The induction of the antioxidant enzyme haem oxygenase-1 (HO-1) is a general response to oxidant stress in mammalian cells (Keyse and Tyrrell, 1989). Rothfuss et al. (2001) observed that an increase in HO-1 protein was associated with decreased oxidative DNA damage in lymphocytes exposed to hyperbaric oxygen. However, little is known about the time-course of HO-1 up-regulation in mononuclear cells. Therefore, the aim of the present study was to assess the HO-1 protein response over time in freshly harvested monocytes and lymphocytes exposed to oxidant stress in the form of hydrogen peroxide (H₂O₂).

After local ethical committee approval, seven male subjects (age 26 ± 2 years, height 1.77 ± 0.15 m, and body mass 80 ± 2 kg; mean ± S.E.M.) reported to the laboratory following an overnight fast. Subjects rested in a supine position for ten min prior to a venous blood sample (25ml) being taken. Subjects refrained from exercise, drinking alcohol and kept a record of their food and fluid intake for three days prior to blood sample collection. Mononuclear cells were isolated from peripheral blood and exposed to 50 µM H₂O₂ for 30 min at 37°C. Levels of HO-1 protein were analysed by flow cytometry (FACScan, Becton Dickinson, USA) using a monoclonal antibody (Stressgen, Canada) and fluorescein isothiocyanate conjugated secondary antibody (FITC) (Sigma, UK) at 4, 6, 24 and 48 h after treatment. HO-1 protein was expressed as the percentage change from the initial baseline value using the median fluorescence intensities of the treated and corresponding sham-treated controls. Data were analysed at each timepoint using a one-way ANOVA with post-hoc Tukey’s test where appropriate. Statistical significance was accepted at P < 0.05.

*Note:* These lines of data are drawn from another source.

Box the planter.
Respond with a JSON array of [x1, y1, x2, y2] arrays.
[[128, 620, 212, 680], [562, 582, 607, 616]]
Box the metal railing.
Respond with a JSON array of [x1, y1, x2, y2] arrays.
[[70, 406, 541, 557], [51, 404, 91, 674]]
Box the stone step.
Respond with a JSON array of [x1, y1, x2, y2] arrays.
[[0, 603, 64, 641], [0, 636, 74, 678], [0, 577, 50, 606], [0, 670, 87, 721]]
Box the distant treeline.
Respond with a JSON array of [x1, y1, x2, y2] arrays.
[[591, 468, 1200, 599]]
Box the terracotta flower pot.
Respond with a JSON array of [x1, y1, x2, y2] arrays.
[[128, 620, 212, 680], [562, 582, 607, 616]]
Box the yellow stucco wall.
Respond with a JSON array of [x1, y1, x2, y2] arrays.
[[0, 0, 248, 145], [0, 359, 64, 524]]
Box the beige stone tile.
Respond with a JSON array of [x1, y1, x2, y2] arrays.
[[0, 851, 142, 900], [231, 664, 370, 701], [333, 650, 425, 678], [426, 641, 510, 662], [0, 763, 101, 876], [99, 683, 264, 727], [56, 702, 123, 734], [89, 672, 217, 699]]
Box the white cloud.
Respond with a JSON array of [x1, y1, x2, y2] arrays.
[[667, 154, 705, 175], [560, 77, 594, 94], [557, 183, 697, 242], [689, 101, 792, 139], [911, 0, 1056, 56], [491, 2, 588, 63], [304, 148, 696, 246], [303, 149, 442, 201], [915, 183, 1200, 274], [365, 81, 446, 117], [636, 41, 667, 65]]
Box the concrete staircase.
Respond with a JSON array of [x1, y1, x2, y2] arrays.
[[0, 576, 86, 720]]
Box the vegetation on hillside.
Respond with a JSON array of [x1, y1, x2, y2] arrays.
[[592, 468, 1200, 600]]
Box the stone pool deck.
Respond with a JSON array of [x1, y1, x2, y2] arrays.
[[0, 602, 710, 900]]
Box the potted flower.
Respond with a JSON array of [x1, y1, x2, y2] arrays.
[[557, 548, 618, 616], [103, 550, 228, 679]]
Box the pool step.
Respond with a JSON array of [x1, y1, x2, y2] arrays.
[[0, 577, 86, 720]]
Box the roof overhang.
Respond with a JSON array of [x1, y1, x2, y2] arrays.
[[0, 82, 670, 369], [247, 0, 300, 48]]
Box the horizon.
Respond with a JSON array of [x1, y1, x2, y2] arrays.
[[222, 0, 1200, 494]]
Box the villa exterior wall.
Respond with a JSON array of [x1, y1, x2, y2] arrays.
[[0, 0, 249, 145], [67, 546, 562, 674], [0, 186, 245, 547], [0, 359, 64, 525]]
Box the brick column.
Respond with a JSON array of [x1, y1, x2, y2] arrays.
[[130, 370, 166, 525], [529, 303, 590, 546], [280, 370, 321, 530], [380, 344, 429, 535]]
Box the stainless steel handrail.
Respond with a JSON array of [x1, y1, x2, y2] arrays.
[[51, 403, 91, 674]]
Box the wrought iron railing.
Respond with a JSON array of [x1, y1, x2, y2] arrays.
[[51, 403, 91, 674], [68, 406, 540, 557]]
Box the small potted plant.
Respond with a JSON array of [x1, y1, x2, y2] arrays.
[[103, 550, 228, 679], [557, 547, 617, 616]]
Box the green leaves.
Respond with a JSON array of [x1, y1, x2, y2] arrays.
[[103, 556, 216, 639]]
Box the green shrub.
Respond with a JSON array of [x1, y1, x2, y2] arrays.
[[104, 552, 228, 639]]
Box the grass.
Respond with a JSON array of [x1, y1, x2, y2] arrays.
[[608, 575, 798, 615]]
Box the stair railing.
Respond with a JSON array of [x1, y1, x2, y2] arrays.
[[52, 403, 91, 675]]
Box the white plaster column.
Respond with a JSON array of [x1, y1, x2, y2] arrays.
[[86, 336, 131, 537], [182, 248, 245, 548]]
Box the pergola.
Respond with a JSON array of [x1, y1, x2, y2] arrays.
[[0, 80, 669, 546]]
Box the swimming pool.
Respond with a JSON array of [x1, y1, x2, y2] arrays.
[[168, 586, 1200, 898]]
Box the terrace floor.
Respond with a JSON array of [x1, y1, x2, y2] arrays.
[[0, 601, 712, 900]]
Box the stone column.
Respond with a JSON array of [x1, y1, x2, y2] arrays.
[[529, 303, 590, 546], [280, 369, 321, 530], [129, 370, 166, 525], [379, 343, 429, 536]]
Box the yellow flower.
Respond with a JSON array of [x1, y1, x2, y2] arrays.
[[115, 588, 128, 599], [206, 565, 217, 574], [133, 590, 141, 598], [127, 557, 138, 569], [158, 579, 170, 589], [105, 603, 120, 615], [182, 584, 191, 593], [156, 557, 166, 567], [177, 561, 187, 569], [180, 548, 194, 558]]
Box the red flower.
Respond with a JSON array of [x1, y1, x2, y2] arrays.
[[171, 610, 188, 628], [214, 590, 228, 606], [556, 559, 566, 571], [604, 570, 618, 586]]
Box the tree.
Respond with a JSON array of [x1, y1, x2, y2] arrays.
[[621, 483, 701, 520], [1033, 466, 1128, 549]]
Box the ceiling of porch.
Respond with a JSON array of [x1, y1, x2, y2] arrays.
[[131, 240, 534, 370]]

There was a significant increase in HO-1 protein over time in both cell types (P < 0.01). The change in HO-1 protein was 287 ± 10 % and 183 ± 7 % at 48 h post treatment in lymphocytes and monocytes, respectively.

Maximum levels of HO-1 protein were observed in every subject at 48 h post H₂O₂ treatment in both lymphocytes and monocytes. There was very little variability in the HO-1 response at this timepoint.